(no subject)

Jul 26, 2006 12:48

ooooooooooo! i'm *updating* my journal...

listen up kids, lets make a circle around me in a rocking chair so you can cross your legs and look up at me and listen to all the wonderous tales of being meaghan.

i am quitting that godman fucking stupid reatrded traineeship. i am sick of doing fucking insane amounts of hours one week and then hardly anything the next. they can go fuck themselves. they're the ones who fucked up and yet they want me to do 30 hours a week with full time uni???

i am doing too much at the moment and i want it to stop. Dave comes back next week which is great and all but i doubt i will even see him much. i will have to spend nearly all my spare time reading etc, and it makes me want to have a tantrum that i cant just sit down and have a break for an hour with my own boyfriend. if i want to actually do okay this semester i wont have a social life.

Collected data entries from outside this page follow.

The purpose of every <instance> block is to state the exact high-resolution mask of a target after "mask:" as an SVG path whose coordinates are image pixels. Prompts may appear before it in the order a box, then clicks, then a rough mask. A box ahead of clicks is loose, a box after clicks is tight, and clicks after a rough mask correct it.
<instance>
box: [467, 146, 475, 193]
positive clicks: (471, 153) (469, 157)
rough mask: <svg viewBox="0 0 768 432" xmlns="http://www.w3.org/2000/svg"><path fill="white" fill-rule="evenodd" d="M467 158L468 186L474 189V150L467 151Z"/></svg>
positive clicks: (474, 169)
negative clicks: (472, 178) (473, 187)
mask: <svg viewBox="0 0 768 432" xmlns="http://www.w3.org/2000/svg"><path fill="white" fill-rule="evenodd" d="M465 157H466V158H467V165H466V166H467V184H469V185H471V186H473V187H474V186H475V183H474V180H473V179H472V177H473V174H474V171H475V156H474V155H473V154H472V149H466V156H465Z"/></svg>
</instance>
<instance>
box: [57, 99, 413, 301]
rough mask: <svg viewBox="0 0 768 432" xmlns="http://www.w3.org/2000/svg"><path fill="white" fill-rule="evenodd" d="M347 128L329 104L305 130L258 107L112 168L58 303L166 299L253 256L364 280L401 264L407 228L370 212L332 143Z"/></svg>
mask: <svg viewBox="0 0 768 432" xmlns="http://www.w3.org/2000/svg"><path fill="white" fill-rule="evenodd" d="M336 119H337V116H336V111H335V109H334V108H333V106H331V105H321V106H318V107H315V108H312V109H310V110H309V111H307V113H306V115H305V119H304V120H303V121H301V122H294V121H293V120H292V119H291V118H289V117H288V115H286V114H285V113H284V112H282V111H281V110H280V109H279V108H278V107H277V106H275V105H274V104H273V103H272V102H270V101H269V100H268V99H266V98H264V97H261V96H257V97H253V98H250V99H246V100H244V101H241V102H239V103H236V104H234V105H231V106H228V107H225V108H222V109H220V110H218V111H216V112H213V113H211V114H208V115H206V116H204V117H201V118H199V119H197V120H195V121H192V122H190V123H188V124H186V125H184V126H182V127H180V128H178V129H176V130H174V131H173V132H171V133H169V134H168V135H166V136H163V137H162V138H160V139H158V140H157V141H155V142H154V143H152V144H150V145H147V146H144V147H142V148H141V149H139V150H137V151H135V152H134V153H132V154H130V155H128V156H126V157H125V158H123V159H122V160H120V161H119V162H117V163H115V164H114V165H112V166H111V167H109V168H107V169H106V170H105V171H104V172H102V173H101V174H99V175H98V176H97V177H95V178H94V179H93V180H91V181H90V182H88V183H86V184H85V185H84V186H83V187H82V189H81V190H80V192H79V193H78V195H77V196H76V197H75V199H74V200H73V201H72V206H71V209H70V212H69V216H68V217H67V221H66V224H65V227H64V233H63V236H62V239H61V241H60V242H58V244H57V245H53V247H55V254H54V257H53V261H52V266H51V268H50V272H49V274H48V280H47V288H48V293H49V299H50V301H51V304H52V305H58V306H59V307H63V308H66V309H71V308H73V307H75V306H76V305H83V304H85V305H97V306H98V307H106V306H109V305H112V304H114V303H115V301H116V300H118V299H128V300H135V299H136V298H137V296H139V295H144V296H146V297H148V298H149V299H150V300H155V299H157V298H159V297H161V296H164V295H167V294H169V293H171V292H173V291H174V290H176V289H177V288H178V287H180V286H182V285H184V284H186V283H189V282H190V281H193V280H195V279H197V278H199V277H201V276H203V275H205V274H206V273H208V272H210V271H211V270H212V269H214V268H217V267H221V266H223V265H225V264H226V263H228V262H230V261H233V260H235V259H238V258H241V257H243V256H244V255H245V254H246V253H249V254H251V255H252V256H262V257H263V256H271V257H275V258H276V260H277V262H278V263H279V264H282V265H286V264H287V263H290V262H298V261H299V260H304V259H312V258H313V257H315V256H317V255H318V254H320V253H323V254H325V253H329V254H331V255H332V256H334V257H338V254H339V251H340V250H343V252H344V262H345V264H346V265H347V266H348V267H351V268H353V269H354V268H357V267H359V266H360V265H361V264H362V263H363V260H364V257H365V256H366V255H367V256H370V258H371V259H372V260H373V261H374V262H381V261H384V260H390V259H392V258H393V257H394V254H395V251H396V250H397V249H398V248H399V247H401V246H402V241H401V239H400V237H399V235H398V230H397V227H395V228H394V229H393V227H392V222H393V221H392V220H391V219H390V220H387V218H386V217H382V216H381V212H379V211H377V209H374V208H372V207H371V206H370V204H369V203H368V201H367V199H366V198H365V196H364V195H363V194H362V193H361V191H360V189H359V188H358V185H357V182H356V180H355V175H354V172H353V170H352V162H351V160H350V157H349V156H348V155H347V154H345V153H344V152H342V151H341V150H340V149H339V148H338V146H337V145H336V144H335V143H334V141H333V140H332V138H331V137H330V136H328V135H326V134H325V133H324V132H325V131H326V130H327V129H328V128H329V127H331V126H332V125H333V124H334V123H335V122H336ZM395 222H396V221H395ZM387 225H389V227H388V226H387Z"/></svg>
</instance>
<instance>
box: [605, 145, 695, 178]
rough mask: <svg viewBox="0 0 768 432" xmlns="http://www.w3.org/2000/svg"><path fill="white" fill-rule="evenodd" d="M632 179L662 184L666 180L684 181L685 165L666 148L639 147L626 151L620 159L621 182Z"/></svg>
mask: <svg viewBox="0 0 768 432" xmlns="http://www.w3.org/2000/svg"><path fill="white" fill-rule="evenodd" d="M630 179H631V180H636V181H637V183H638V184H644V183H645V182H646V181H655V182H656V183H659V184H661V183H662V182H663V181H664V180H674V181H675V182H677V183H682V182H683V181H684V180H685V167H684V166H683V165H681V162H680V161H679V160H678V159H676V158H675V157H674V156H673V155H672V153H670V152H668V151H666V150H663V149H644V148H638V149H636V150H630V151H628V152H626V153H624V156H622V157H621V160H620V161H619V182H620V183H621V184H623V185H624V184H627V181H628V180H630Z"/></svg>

i am waiting for the good things in life to arrive. i'm waiting........yep....still....waiting........

supposedly i am getting a new tv soon? a bigger and better one? apparently? i dont know when or if it'll actually ahappen but material things may make me semi happier for a short period of time.

thats all i can say. how sad. a tv that may not actually come, is my highlight. dave coming back would be too if it werent for the point i made about not really getting to see him. i hate this life of responsibility!!!!